Until he meets Bree, Bree tells him of her new barista approach to data. So Charlie wonders whether this could apply to him too. He realizes, no one is checking his coffee beans, no one is controlling the quality, so he has to!
What if he stops to think the incoming data is too big to check each row piece by piece? Maybe there is a way.
And sure enough, after talking to the rest of the team, they come to the realization, if they update the recommendation engine only in their working hours, but then every 30 minutes instead of just once a day as before, they can indeed run a larger set of tests over the new data, because it’s much smaller.
In addition, because they afterward monitor the behavior, they are able to catch errors fast, with little impact, and can fix them without anyone on call.
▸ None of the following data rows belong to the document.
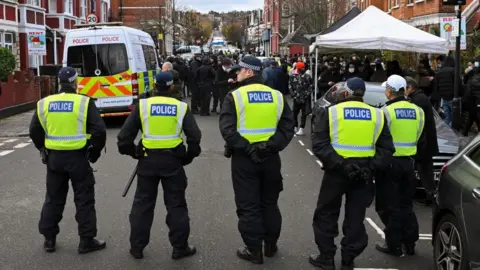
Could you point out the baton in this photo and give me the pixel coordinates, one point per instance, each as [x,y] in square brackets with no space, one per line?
[130,181]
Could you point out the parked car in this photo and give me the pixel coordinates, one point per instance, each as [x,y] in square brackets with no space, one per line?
[455,223]
[448,140]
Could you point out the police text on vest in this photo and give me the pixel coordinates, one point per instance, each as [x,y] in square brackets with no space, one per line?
[163,110]
[357,114]
[60,106]
[409,114]
[259,97]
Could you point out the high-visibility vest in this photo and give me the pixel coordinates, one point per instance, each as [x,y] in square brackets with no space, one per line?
[162,120]
[355,128]
[405,121]
[64,120]
[259,109]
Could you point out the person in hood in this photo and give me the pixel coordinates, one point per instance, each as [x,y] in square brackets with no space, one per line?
[224,81]
[177,83]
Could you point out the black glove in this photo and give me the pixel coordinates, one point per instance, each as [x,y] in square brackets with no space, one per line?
[351,170]
[44,155]
[93,155]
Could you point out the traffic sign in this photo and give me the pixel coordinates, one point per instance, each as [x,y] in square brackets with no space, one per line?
[92,18]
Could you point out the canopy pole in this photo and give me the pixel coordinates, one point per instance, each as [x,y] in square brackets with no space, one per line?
[316,75]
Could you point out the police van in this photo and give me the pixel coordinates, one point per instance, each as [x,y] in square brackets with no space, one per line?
[115,64]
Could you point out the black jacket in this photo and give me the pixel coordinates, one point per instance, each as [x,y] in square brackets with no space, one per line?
[95,127]
[419,98]
[331,160]
[127,135]
[444,83]
[421,143]
[228,125]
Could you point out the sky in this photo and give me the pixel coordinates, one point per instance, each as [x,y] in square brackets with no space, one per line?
[205,6]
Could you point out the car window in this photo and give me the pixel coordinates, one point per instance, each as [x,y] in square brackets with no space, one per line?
[109,59]
[475,155]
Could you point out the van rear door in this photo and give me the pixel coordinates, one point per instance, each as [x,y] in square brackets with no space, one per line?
[101,61]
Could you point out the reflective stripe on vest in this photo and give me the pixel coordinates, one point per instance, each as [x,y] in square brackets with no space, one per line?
[56,114]
[166,131]
[354,128]
[254,100]
[406,122]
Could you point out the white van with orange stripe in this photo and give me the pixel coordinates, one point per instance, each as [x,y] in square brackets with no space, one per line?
[115,64]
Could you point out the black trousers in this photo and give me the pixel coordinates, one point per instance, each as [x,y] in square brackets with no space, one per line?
[425,172]
[325,220]
[152,170]
[62,167]
[257,188]
[206,95]
[394,204]
[297,108]
[216,97]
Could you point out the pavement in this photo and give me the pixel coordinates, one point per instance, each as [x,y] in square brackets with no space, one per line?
[211,207]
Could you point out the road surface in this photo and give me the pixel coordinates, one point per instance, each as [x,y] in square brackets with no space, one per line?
[211,206]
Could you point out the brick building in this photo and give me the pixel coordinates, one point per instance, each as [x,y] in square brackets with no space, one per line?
[151,16]
[52,17]
[424,14]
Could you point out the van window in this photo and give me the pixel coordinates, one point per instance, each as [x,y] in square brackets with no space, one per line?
[110,59]
[150,57]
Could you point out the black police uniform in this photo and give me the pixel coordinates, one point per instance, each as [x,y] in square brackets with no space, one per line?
[335,184]
[155,165]
[257,186]
[63,166]
[395,189]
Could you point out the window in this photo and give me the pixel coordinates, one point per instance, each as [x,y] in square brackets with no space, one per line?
[34,2]
[52,6]
[109,59]
[150,57]
[6,40]
[69,6]
[83,9]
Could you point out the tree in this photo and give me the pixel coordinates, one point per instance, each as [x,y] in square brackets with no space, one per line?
[233,32]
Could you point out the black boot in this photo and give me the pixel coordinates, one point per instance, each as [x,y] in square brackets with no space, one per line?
[347,264]
[409,249]
[270,250]
[394,251]
[90,244]
[49,244]
[254,256]
[136,253]
[322,261]
[179,253]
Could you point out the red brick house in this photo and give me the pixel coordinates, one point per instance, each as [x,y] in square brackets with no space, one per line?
[50,17]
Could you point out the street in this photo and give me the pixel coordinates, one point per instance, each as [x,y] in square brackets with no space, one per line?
[211,207]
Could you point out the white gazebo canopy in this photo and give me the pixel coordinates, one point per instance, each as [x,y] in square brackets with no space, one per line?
[374,29]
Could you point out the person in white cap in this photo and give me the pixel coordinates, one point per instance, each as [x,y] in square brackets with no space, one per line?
[396,187]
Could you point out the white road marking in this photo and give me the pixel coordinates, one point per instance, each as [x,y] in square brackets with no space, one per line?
[6,152]
[375,226]
[21,145]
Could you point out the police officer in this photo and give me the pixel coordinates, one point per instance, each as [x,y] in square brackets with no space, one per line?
[352,142]
[59,129]
[396,187]
[255,143]
[162,155]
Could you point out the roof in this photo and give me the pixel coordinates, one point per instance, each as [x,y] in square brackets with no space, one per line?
[352,13]
[295,38]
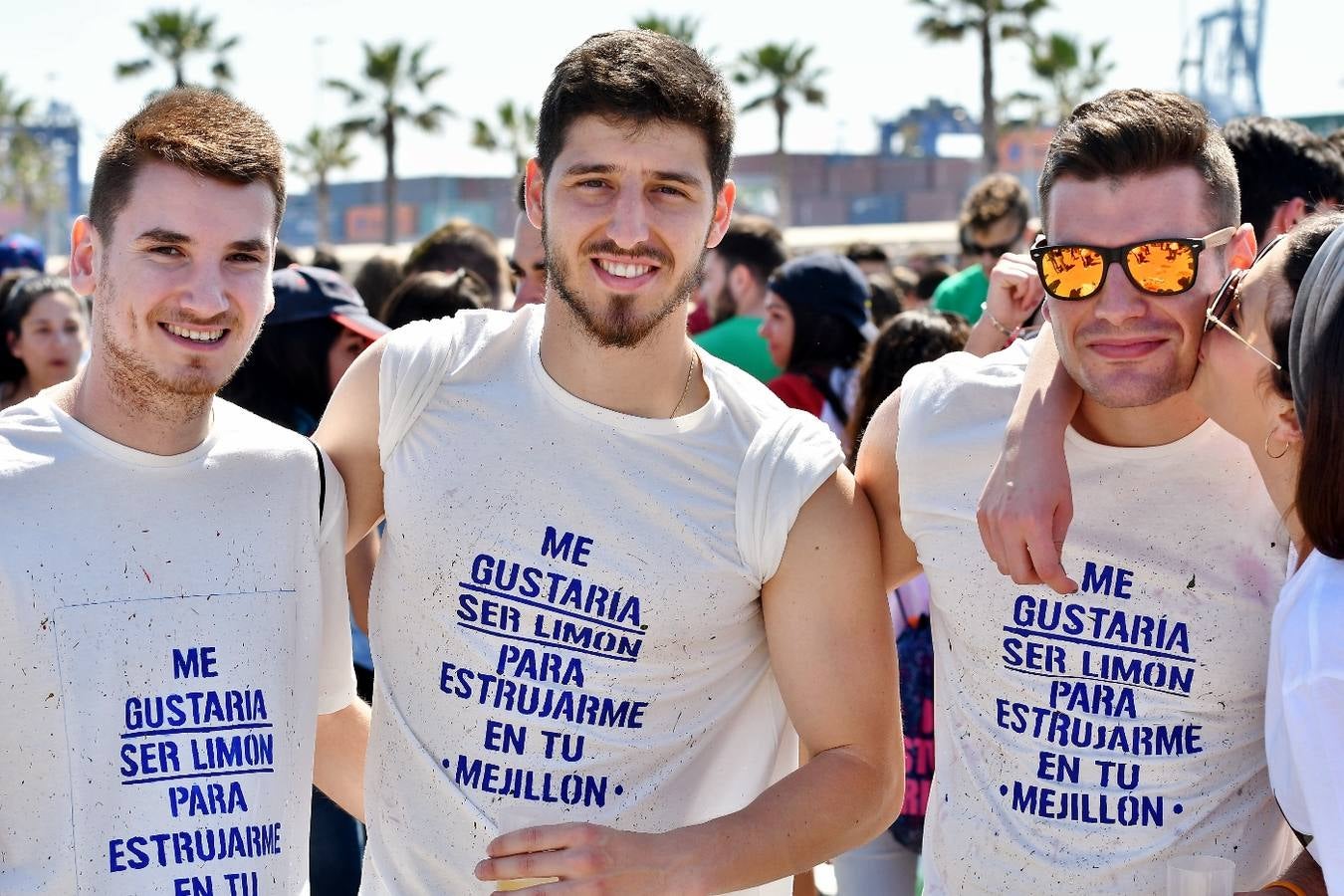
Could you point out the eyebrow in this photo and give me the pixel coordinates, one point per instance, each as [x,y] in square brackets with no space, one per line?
[671,176]
[164,235]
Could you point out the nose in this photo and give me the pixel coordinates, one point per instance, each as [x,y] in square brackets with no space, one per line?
[629,225]
[204,296]
[1118,301]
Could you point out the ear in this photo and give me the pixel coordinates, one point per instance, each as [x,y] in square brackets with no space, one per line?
[1287,215]
[534,193]
[722,214]
[85,256]
[1242,249]
[1286,427]
[271,296]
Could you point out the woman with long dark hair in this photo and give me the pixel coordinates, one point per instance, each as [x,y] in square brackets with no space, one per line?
[816,327]
[43,334]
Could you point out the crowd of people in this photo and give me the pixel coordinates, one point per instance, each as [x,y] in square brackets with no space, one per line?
[656,558]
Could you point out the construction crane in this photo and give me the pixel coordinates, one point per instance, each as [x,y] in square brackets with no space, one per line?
[1221,64]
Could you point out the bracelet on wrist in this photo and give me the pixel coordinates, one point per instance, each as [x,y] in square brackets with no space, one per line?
[1008,334]
[1286,884]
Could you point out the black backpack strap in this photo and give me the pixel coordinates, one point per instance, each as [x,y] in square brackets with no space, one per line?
[322,481]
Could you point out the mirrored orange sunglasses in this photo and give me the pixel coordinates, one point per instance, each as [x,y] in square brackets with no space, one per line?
[1166,266]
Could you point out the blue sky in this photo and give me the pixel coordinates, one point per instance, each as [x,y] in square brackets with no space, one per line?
[876,65]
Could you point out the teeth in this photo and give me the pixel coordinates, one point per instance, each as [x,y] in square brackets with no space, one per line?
[624,270]
[199,336]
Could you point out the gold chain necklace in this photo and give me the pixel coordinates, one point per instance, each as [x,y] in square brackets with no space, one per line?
[684,388]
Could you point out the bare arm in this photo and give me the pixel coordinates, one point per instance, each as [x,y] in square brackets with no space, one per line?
[879,479]
[1027,506]
[348,433]
[338,757]
[359,576]
[833,656]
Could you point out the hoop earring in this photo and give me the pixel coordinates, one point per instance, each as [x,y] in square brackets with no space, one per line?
[1267,452]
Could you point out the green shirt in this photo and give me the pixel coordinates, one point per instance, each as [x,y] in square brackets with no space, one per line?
[738,341]
[963,293]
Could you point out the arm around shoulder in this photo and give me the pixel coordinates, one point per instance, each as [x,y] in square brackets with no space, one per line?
[348,433]
[878,476]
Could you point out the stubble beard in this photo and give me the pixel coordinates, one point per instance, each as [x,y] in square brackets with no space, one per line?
[620,327]
[138,387]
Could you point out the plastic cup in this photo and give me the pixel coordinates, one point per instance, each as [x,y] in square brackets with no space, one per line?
[517,814]
[1201,876]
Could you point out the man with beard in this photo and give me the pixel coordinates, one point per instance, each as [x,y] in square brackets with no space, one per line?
[527,260]
[590,646]
[172,592]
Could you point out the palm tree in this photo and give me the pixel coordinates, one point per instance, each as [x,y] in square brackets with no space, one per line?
[175,37]
[315,158]
[517,133]
[1072,73]
[785,69]
[991,20]
[683,29]
[388,70]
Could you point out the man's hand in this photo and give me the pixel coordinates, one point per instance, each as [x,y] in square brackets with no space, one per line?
[1027,506]
[591,860]
[1014,291]
[1023,520]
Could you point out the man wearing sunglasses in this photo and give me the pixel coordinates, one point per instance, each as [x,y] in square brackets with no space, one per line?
[1085,739]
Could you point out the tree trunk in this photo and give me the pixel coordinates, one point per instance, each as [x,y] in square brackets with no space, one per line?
[325,210]
[390,183]
[782,166]
[988,118]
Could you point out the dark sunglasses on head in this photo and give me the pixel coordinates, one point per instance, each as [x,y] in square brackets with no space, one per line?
[1166,266]
[1224,300]
[1003,249]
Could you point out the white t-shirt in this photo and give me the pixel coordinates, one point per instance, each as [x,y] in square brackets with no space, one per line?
[566,615]
[1083,741]
[171,626]
[1304,710]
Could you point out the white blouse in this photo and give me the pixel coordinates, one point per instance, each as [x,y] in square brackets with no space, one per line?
[1304,710]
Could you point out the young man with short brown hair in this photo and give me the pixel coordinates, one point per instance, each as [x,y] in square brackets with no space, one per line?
[1085,741]
[601,638]
[172,579]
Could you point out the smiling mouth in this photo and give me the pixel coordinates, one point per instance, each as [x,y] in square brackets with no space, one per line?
[200,336]
[625,270]
[1128,348]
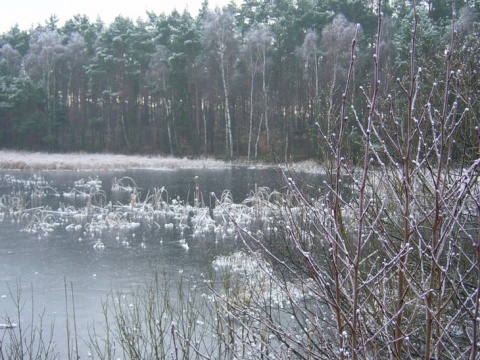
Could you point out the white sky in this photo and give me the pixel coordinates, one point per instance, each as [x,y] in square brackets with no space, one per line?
[26,13]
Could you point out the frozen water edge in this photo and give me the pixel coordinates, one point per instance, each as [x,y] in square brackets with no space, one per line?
[21,160]
[85,161]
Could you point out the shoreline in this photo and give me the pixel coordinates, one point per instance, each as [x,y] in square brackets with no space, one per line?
[22,160]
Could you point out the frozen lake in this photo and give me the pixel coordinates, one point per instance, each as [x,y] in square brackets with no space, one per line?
[48,262]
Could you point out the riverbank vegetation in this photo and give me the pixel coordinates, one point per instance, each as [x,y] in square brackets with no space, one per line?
[382,261]
[260,80]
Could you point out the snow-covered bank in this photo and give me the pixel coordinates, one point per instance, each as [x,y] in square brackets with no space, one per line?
[84,161]
[20,160]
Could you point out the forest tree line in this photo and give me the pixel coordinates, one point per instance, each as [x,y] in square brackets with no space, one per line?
[260,80]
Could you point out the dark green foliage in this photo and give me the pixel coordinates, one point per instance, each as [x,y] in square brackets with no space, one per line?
[157,85]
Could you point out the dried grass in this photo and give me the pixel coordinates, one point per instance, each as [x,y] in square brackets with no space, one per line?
[83,161]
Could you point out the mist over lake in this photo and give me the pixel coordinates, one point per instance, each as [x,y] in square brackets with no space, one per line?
[64,265]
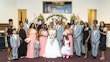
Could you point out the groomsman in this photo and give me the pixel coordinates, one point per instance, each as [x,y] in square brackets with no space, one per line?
[60,30]
[77,35]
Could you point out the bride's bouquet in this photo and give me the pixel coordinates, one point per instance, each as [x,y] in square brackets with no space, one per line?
[27,40]
[45,33]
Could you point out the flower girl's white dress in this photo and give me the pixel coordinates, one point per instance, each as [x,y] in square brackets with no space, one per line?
[52,49]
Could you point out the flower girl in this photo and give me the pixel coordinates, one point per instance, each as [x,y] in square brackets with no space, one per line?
[65,50]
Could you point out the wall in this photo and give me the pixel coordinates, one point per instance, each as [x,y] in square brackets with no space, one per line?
[80,7]
[104,11]
[8,10]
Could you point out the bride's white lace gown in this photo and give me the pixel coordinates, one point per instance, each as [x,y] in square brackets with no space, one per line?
[52,49]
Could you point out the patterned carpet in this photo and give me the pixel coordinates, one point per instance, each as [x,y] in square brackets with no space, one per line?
[3,58]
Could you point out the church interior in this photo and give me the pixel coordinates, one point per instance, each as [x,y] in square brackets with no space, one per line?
[49,10]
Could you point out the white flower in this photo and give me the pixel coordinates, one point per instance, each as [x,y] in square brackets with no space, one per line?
[27,40]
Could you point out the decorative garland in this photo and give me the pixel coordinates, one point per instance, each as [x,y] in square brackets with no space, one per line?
[40,17]
[57,15]
[73,17]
The lesson: Stop thinking your incoming data is too big to be checked row by row. It probably is, but that doesn’t mean you can’t ensure the quality of your inputs row by row! You can test every row automatically (just like a bean roaster doesn’t actually check …). Use automation and test the quality of each row based on the inputs you need.
We’re all Alan, Bree and Charlie
We’ve all been there, and we all will be there again. We all keep on taking the data we get as input. We consider it a given, but it is not. It never is. You can roast your own beans, you can check every bean for quality, and you can put yourself into the creator's shoes.
When we change our way of thinking, the magic happens.
Let’s keep the magic happen.
Or at least enjoy a good cup of coffee.
Actionable Questions To Change Today
Think of your current data project, be that a fancy app, a data warehousing pipeline or a machine learning solution. It surely is based on data, on incoming data.
Where is that data coming from? Make a list of the key sources, your key inputs to your process.
If you were to dream up your dream input dataset, what would it look like?
What does 100% quality look like? What can YOU do to make that happen?
If you could check your data row by row, what would you check?